朝掘り筍を買い求め、お吸い物にしたり蒸し焼きにしたりして、美味しくいただいている。

商店街の馴染みの八百屋で、これは少し固め、これは柔らかめ、食べる人のお好みなんやけどね、と指し示される。母の咀嚼力を考えて柔らかめがいいかなというと、「うーん、でもね、筍って歯応えで楽しむもんでもあるやん」。母を、そして母の好みもよく知る八百屋夫婦は「固めといっても朝掘りやし、よそで売ってるのより柔らかいから大丈夫」と、しっかり締まった筍をすすめてくれた。

値が張るが、さすがに新鮮なゆえの美味しさは格別だ。いろいろに調理して、旬を味わう喜びにひたっている。

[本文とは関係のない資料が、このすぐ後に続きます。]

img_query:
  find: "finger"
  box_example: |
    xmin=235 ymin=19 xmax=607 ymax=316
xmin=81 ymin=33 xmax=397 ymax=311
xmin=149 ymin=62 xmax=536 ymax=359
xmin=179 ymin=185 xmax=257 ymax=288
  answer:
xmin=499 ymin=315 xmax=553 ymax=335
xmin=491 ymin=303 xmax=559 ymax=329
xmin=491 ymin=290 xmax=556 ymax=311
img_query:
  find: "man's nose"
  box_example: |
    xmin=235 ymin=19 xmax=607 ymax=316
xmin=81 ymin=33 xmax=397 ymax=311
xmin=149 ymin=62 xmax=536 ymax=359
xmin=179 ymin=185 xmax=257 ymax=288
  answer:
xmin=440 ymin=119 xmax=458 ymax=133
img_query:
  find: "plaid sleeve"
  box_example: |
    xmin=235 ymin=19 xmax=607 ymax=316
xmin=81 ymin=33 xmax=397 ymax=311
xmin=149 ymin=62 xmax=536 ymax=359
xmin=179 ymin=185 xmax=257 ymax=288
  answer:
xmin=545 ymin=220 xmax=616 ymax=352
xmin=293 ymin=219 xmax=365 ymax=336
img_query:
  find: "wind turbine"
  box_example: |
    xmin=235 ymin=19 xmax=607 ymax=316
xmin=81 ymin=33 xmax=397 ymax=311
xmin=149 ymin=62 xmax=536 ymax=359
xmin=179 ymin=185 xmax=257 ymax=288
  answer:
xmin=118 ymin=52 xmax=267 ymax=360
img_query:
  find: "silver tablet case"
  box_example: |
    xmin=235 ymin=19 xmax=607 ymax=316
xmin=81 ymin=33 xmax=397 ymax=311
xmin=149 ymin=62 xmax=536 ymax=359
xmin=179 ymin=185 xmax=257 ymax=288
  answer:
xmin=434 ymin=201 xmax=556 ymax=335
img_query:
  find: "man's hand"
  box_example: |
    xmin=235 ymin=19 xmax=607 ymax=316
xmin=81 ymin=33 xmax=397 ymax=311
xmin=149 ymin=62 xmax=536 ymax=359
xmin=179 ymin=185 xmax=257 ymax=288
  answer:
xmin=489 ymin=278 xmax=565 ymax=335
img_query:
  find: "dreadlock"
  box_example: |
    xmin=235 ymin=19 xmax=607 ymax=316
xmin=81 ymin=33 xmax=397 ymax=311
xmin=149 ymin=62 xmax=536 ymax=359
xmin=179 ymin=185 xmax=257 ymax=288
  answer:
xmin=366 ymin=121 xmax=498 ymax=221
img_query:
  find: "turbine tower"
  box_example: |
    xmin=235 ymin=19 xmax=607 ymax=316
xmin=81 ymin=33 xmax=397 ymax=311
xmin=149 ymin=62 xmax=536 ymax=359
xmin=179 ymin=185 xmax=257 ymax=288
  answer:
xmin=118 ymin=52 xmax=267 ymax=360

このように素材がよいと、若干料理が下手でも問題にならないから助かる。たいした手を加えなくても済むのは、段取り下手で技術もない私のような人間には大きな味方。味覚の鈍くなった母には何を食べさせても、美味しいと言うのだが、たとえば先日友達のレストランに行った時のように、心底美味しいと思った時は口をついて出る言葉が違うのだ。レストランと張り合うつもりはないのだけれども(笑)、ウチでも、この筍のように、旬の新鮮な素材でシンプルに仕上げると、美味しい〜としみじみ言ってくれる。おそらく、今がその季節なのだ、と歳時記を確かめることで、かつての食事、かつての調理の記憶が甦り、今摂っている食事に重なって味わいが幾重にも増幅するのだろう。
母はほぼ毎日商店街へ出向き、八百屋、魚屋、肉屋とさんざんおしゃべりして食材を買ってきた。その時季のいちばん美味しいものを、馴染み客だからと少しおまけしてもらって買ったことを少し自慢げに話しながら、料理した。お世辞にも料理上手だったとはいえない母だが、自分の母親、兄嫁、そして姑から教わった、いわゆる昔からあるものは考えることなくいつもつくった。今この時期の筍もそうで、八百屋が自前で持っている竹薮から朝掘ってくる筍は当然高いが、午前中に必ず買いに行く母にはいつもサービスしてくれて、だから母はシーズン中何度も筍を買い、私たち家族は来る日も来る日も(笑)若竹煮と筍の澄ましと筍ご飯と木の芽和えをいただいた。

大鍋にたっぷり水を入れ、八百屋がつけてくれた米ぬか袋を入れて、筍を茹でる。
煮立ったら弱火にする。早くも筍の薫りが家中に満ちる。
「ええ匂いしてきたわあ」
「よう筍、炊いたなあ私も」
「お父さんが好きやったわあ、筍」
食べ物の話をすると、必ず「お父さんが好きやったわあ」というフレーズが出る。父はなんでも好きだったな、そういえば。

今の私は高価な筍をそう何度も買えないけれども、あと一度、買おうかな。という気になっている。去年もおととしも、一度ずつしか買えなかったが、それはどちらかというと時間の問題だった。時間のある今は予算が不足しているが、なに、ほかの何かを切り詰めよう(笑)。